Optimise before you upgrade: In most cases, the right OBS settings will fix your streaming problems faster than new hardware will. A Ryzen 5 5600 with NVENC set up properly will produce a better stream than a Core i9 running x264 on the same machine.
The Bottom Line
Streaming is CPU intensive when you use x264 software encoding. It is GPU intensive when you use NVENC or AMD VCE hardware encoding.
For anyone gaming and streaming on a single PC, hardware encoding is the right choice. It gives your CPU the breathing room it needs to run the game, keeps your stream stable, and produces image quality that is close enough to software encoding that most viewers will never notice the gap.
Fix your settings before you spend money on hardware. Most streaming problems are a one-setting fix inside OBS.

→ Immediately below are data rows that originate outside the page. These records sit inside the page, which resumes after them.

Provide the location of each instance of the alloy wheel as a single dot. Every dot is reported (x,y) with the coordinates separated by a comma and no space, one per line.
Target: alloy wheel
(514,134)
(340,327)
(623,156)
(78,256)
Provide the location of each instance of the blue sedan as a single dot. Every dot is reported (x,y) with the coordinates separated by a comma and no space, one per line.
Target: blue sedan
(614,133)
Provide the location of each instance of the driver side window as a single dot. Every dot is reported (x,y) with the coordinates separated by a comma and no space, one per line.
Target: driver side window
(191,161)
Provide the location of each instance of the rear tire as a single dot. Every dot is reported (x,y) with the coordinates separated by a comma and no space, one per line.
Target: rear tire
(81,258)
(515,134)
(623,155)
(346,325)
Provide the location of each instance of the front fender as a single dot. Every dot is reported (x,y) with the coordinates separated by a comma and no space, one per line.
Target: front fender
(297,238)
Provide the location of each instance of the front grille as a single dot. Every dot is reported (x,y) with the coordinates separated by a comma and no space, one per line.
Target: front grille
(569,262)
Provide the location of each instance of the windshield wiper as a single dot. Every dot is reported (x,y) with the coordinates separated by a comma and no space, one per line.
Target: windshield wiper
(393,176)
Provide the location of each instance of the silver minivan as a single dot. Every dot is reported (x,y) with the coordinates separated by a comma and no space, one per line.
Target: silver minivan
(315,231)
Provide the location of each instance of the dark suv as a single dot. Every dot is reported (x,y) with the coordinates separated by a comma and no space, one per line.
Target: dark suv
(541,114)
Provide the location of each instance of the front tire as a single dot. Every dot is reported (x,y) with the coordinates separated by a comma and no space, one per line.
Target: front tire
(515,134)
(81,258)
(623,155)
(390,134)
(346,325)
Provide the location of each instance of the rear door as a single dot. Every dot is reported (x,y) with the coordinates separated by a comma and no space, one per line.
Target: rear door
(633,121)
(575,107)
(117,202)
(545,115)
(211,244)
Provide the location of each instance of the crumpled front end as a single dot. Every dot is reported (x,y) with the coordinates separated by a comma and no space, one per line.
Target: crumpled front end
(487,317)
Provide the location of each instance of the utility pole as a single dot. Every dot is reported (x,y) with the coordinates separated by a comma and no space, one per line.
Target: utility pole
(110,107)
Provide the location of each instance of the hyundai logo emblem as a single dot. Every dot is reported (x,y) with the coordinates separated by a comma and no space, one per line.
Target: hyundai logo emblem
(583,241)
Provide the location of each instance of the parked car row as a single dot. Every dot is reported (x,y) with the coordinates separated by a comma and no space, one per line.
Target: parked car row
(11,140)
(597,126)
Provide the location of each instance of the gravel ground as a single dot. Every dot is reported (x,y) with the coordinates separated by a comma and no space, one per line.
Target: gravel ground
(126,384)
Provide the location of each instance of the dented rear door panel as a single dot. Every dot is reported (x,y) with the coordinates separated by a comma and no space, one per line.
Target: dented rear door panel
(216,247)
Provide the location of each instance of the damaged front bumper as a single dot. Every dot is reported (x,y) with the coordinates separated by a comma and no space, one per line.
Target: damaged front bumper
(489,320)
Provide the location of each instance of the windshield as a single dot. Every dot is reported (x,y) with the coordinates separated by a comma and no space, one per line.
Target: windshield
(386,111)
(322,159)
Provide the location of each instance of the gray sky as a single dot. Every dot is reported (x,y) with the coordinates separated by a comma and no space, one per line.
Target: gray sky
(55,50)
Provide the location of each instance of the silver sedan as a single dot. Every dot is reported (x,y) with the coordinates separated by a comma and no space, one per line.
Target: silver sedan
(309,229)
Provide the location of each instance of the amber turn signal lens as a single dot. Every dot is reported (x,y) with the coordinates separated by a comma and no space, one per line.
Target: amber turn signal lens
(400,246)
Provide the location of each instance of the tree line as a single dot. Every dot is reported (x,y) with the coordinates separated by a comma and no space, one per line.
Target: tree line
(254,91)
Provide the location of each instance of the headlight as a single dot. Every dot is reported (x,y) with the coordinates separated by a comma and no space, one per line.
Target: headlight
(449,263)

Frequently Asked Questions
Does Streaming Use More CPU or GPU?
Streaming uses more CPU when using x264 software encoding, while NVENC or AMD hardware encoding shifts most of the workload to the GPU’s dedicated encoder.
Is OBS CPU or GPU Intensive?
OBS depends on the encoder you choose. x264 heavily uses the CPU, while NVENC mainly uses the GPU encoder with minimal impact on gaming performance.
Why Does FPS Drop When Streaming?
FPS drops usually happen because the CPU is overloaded handling both the game and stream encoding at the same time. Hardware encoding can reduce this issue.
Is a 6-Core CPU Enough for Streaming?
Yes, a modern 6-core CPU is enough for gaming and streaming with NVENC enabled, though 8 cores provide better multitasking performance.
Can You Stream on a Laptop Without Issues?
Yes, laptops can stream smoothly when hardware encoding is enabled and temperatures are controlled to avoid thermal throttling.
Which Way Do GPU Fans Blow?
GPU fans usually pull cool air into the graphics card and push hot air out through the heatsink and case airflow system. In most PCs, proper airflow helps keep GPU temperatures low and improves gaming performance.